La forza delle relazioni
Circa 200 specialisti provenienti da diverse professioni sanitarie hanno partecipato il 19 novembre 2025 presso il Forum di Bressanone al convegno “Relation Based Care” dell’Azienda sanitaria dell’Alto Adige. L’evento si è svolto sotto il motto “Inclusion, Care & Leadership”.
Temi centrali del convegno dell’Azienda sanitaria dell’Alto Adige, svoltosi mercoledì scorso, “Relationship Based Care – la forza delle relazioni nell’assistenza alle pazienti ed ai pazienti”, sono stati la competenza relazionale, il lavoro di squadra ed una cultura di leadership moderna. I partecipanti hanno discusso al Forum di Bressanone come garantire in modo sostenibile la qualità dell’assistenza di fronte ad esigenze sempre crescenti.
Al centro è emerso un dato che ha attraversato tutte le relazioni: le relazioni sono un fattore decisivo per la sicurezza delle persone assistite, la soddisfazione del personale ed il successo terapeutico.
La Ricercatrice in Scienze infermieristiche Claudia Leoni-Scheiber ha messo in guardia da una crescente cultura dello “Shallow Nursing”, nella quale standardizzazione ed i tempi pressanti rischiano di sostituire l’assistenza empatica. Ha presentato risultati di ricerca secondo cui mancanza di comunicazione, interazioni ridotte e tempo di osservazione insufficiente possono portare in modo misurabile a complicazioni e decessi evitabili. Il suo modello alternativo: il Deep Nursing, un’assistenza basata su valori umani, narrazioni e pratica riflessiva – che contribuisce così a decisioni cliniche migliori e ad una maggiore sicurezza delle persone assistite.

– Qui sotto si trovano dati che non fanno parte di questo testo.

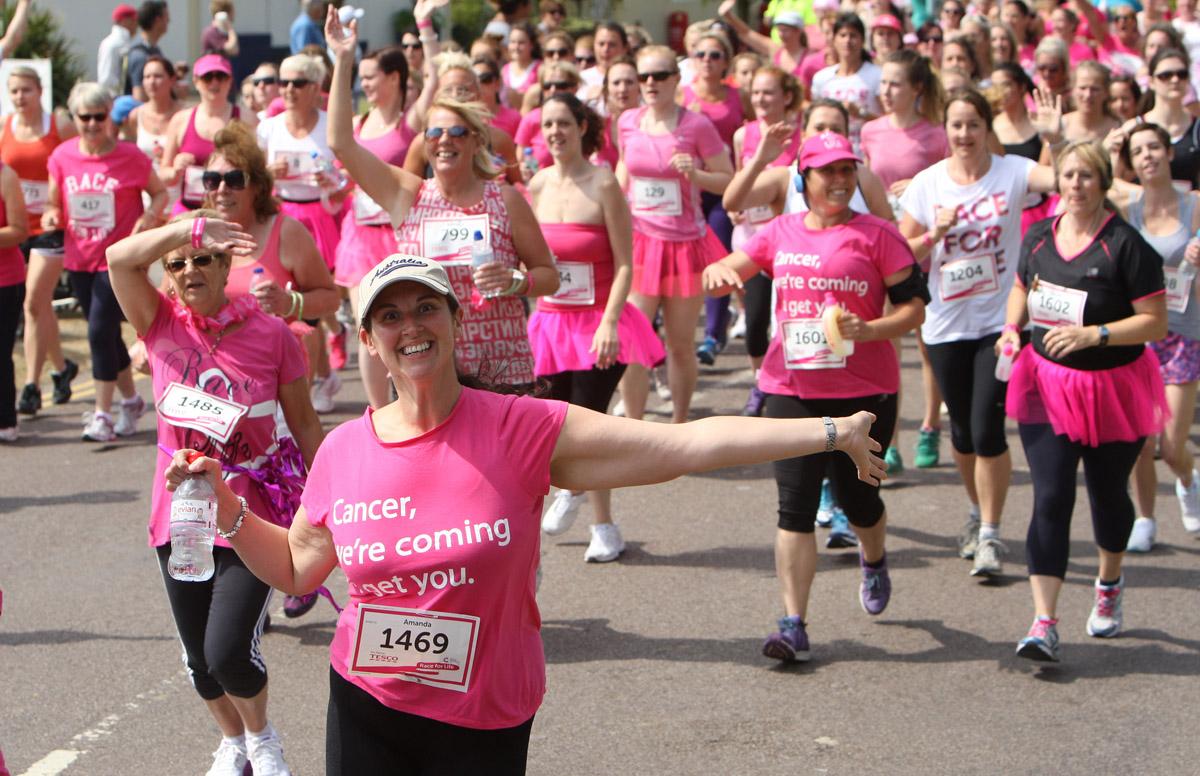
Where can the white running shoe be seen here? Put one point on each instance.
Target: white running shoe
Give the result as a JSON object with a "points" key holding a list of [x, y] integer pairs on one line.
{"points": [[1141, 537], [606, 543], [563, 511], [1189, 503], [97, 427], [127, 414], [229, 759], [323, 392], [265, 753]]}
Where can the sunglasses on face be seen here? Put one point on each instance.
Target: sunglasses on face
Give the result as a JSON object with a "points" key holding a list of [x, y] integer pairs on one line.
{"points": [[233, 179], [456, 131], [201, 260], [1171, 74]]}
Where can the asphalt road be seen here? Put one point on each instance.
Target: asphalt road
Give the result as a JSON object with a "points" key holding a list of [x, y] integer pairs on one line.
{"points": [[653, 661]]}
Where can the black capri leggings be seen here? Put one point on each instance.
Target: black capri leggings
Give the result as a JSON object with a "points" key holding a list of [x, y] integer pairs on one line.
{"points": [[220, 623], [12, 298], [109, 356], [966, 376], [365, 737], [587, 388], [799, 479], [1054, 461], [757, 304]]}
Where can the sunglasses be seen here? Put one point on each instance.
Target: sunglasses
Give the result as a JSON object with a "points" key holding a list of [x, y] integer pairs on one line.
{"points": [[1171, 74], [456, 131], [201, 260], [233, 179]]}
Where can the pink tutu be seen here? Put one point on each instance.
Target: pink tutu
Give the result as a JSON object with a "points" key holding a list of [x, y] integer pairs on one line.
{"points": [[319, 223], [669, 268], [1089, 407], [359, 250], [562, 341]]}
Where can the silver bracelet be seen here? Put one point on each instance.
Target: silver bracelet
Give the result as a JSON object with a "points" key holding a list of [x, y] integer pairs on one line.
{"points": [[831, 434], [237, 523]]}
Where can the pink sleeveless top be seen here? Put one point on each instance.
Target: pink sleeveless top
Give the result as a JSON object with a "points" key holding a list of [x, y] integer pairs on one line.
{"points": [[495, 344], [587, 246], [240, 277], [725, 115]]}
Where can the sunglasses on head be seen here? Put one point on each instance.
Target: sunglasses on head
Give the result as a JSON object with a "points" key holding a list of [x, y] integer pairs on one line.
{"points": [[233, 179], [456, 131], [657, 76], [199, 260], [1171, 74]]}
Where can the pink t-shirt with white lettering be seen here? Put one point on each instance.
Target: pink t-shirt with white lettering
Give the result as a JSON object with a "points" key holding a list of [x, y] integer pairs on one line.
{"points": [[664, 202], [101, 199], [447, 523], [244, 370], [851, 262]]}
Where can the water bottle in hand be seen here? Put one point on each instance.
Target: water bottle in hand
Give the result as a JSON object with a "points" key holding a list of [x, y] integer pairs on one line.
{"points": [[193, 524]]}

L’esperta svizzera in Scienze infermieristiche Barbara Preusse-Bleuler ha mostrato, attraverso numerosi studi, che l’assistenza centrata sulla famiglia aiuta pazienti, familiari e professionisti: migliori strategie di coping, minore carico emotivo, maggiore autoefficacia. “I familiari vogliono capire, essere coinvolti e poter contribuire. Quando lo si rende possibile, la qualità dell’assistenza migliora sensibilmente”, ha affermato Preusse-Bleuler.
Quanto la leadership sia determinante per il successo terapeutico è stato sottolineato dalla professoressa Renate Tewes: fino all’80 per cento degli errori terapeutici sarebbe dovuto a una comunicazione carente. Una leadership orientata alle relazioni – con ruoli chiari, apprezzamento, sicurezza psicologica e comunicazione autentica – riduce i conflitti, rafforza la performance del team e abbassa i tassi di burnout.
Infine, la Direttrice tecnico-assistenziale Marianne Siller ha presentato la nuova strategia di Relationship Based Care dell’Azienda sanitaria dell’Alto Adige. Questa punta fortemente sull’assistenza territoriale, sull’Advanced Nursing Process, sull’assistenza centrata sulla famiglia, su percorsi di carriera orizzontali e su misurazioni mirate degli esiti. Verranno inoltre valutate le potenzialità di IA, automazione e robotica. Siller ha sottolineato che l’approccio mostra già i suoi effetti: maggiore fidelizzazione del personale, meno assenze per malattia, meno errori assistenziali e tempi di degenza più brevi. “La qualità delle relazioni non è un ‘soft skill’ – determina gli outcome”, ha affermato Siller.
Il convegno di Bressanone ha lanciato un messaggio chiaro: un’assistenza centrata sulla persona non è un elemento aggiuntivo, bensì un presupposto per un servizio sanitario funzionante. I modelli presentati puntano sulla vicinanza invece che sulla distanza, sul dialogo invece che sulla burocrazia – e sulle relazioni come fondamento di un sistema sanitario sicuro, moderno e sostenibile.